Robert Lewis Heilbroner was born on the Upper West Side of
Manhattan on March 24, 1919, the third child and only son
of Louis and Helen Heiler Heilbroner. His father was raised
in a poor family in North Carolina but later prospered with
a chain of men's clothing stores he founded in New York. He
died when Robert was 5. The family business was sold, and
he and his sisters were sent to private schools.

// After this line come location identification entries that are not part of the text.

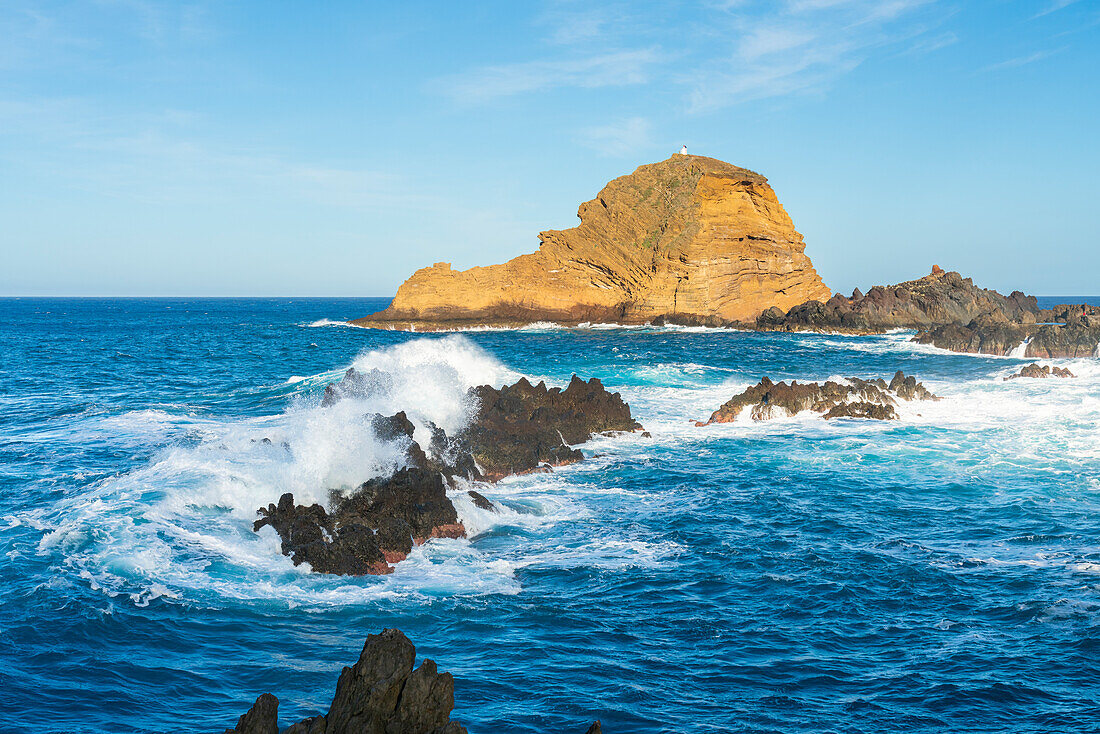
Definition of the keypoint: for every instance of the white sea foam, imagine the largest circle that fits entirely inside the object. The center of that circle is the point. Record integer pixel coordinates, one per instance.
(180, 526)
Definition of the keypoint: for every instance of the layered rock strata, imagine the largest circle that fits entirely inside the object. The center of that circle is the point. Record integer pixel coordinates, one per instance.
(857, 398)
(690, 237)
(515, 429)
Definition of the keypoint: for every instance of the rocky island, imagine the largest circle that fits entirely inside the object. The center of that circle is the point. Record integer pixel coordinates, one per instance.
(690, 238)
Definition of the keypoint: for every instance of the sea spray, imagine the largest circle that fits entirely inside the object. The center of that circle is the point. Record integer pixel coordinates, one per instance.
(1021, 350)
(180, 525)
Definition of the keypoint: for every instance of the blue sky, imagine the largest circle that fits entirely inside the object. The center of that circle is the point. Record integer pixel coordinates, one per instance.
(331, 149)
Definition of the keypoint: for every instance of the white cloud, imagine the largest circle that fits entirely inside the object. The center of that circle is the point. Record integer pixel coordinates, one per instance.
(611, 69)
(623, 139)
(1053, 7)
(799, 47)
(1021, 61)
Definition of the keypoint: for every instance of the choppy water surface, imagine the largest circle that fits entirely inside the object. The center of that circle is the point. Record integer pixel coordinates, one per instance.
(937, 572)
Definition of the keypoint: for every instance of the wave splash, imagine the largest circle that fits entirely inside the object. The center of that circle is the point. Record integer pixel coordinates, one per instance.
(180, 525)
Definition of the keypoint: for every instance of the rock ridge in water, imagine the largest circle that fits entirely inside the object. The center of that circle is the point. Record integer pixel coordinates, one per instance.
(858, 398)
(517, 428)
(381, 693)
(1034, 370)
(690, 236)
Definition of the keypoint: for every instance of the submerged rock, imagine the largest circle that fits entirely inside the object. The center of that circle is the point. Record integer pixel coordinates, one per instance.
(1034, 370)
(858, 398)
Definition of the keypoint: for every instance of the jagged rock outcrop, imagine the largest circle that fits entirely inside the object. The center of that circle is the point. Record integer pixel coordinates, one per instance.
(516, 428)
(689, 236)
(523, 426)
(937, 298)
(1034, 370)
(382, 693)
(1077, 338)
(859, 398)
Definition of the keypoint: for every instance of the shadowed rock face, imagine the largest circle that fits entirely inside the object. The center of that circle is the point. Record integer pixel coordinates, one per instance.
(515, 429)
(860, 398)
(939, 297)
(382, 693)
(1045, 371)
(688, 236)
(523, 426)
(1080, 338)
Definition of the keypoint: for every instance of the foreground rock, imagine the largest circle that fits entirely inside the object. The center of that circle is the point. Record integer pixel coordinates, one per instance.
(1034, 370)
(859, 398)
(515, 429)
(937, 298)
(382, 693)
(690, 236)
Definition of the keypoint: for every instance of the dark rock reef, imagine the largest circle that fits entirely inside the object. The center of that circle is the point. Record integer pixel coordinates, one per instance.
(523, 426)
(939, 297)
(1034, 370)
(952, 313)
(860, 398)
(515, 429)
(382, 693)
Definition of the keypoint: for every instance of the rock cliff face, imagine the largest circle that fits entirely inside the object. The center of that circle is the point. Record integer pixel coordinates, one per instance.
(689, 236)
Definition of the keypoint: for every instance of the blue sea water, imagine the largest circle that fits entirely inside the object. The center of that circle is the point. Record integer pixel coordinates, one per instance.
(941, 572)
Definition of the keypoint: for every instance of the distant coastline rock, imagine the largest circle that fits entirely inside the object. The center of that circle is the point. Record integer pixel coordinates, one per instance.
(937, 298)
(1034, 370)
(689, 237)
(516, 429)
(858, 398)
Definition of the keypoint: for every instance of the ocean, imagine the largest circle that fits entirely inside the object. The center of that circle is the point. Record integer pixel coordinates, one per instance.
(939, 572)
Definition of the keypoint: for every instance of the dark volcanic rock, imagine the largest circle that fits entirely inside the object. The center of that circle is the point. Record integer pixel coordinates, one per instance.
(1044, 341)
(330, 546)
(860, 398)
(416, 496)
(516, 428)
(382, 693)
(523, 426)
(861, 409)
(987, 335)
(261, 719)
(1034, 370)
(935, 299)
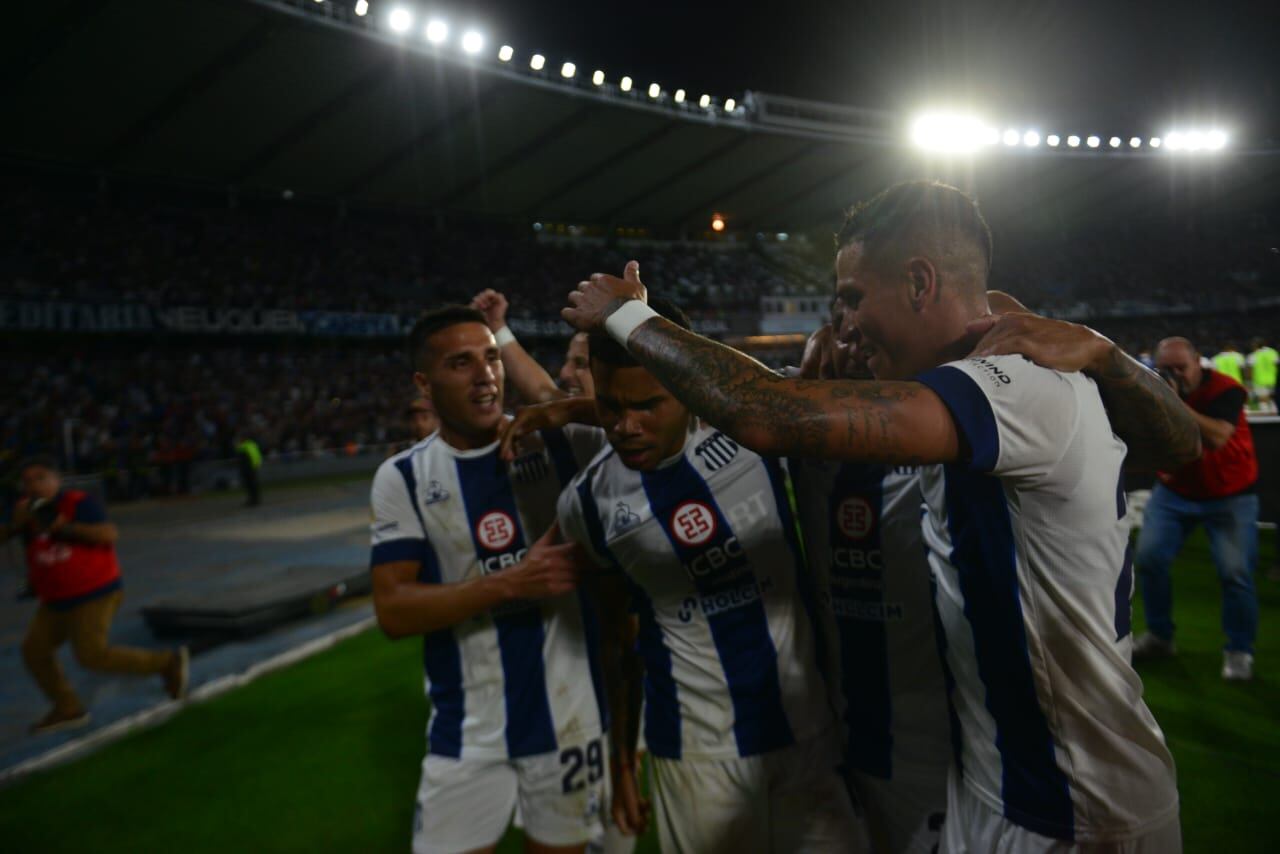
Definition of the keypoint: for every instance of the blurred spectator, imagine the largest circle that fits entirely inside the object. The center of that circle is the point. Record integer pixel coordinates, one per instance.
(72, 566)
(1219, 492)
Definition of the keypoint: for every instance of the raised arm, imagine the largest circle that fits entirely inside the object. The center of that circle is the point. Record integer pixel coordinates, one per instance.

The family chauffeur served as a surrogate father for 10
years, Dr. Heilbroner later said, playing a major role in
shaping his thinking. As a student at Harvard, Dr.
Heilbroner planned to major in writing but took a course in
economics and, he said, "I took to it like a duck to
water." After Harvard, he went to work in New York at the
retail chain founded by his father and found that he hated
the job. It took him 23 years after leaving Harvard to earn
his doctorate in economics, however.

Moving to Washington at the start of World War II, he
worked with the Federal Office of Price Administration
until he was drafted, assigned to Army intelligence and
sent to the University of Michigan to learn Japanese. Over
the course of the war, he interviewed some 2,000 enemy
prisoners in the Pacific, gaining valuable information from
voluble captives. The war taught him that he had a facility
with language and words, and, after a brief term with a
Wall Street commodities firm, he began writing freelance
magazine articles on economics. He sold several to Harpers
magazine, and caught the attention of editors at Simon &
Schuster, who suggested that he write a book. He took their
advice, quit business forever and from then on rarely
stopped writing.

In 1952, he married Joan Knapp, an author of children's
books, and they had two children, Peter and David. His sons
survive him, as does Ms. Knapp, from whom he was divorced
in 1975, the year he married Shirley Eleanor Davis, who
also survives him.

Mr. Heilbroner completed his doctoral course requirements
by 1952 and finished "The Worldly Philosophers" the next
year. The book was an account that laymen could easily read
about the lives and theories of the economic superstars of
the past, among them Adam Smith, Robert Malthus, David
Ricardo, John Stuart Mill, Karl Marx, Alfred Marshall,
Thorstein Veblen, John Maynard Keynes and Joseph
Schumpeter. It was an immediate hit, and eventually sold
millions of copies.

But his Ph.D. took him 10 more years. He started and
abandoned three dissertations. After "The Worldly
Philosophers" was published his faculty advisers scolded
him, saying the book would have filled the bill
beautifully. So he submitted his next manuscript, "The
Making of Economic Society," and was promptly awarded his
doctorate. Later books included "The Limits of American
Capitalism" (1966); "Between Capitalism and Socialism"
(1970); "Marxism: For and Against" (1980), with Lester
Thurow; "The Nature and Logic of Capitalism" (1985); and
"Behind the Veil of Economics (1988).

In "21st Century Capitalism," (W. W. Norton & Co., 1993),
Dr. Heilbroner explained his radical conservatism with a
bow to Adam Smith. Dr. Heilbroner agreed with Smith that
the separation of the economy and the state was central to
capitalism and a nation's economic health, and essential
for political liberty. But he believed that from time to
time the people's government had to wade in with major
repairs.

He said in an interview in 1998 that "feelings of dismay"
penetrate the contemporary mind over unstable or depressed
world economies and the widening income gap. He also noted
capitalism's shortcomings in dealing with "externalities" -
for example, "the higher laundry bills and health costs of
people living in Pittsburgh before the pollution of the
steel mills was brought under control." "Negative
externalities," particularly the pollution of land, water
and air by private enterprises intent on holding down costs
cried out for government intervention, he said, whether in
the form of taxes, subsidies, legislation or regulation.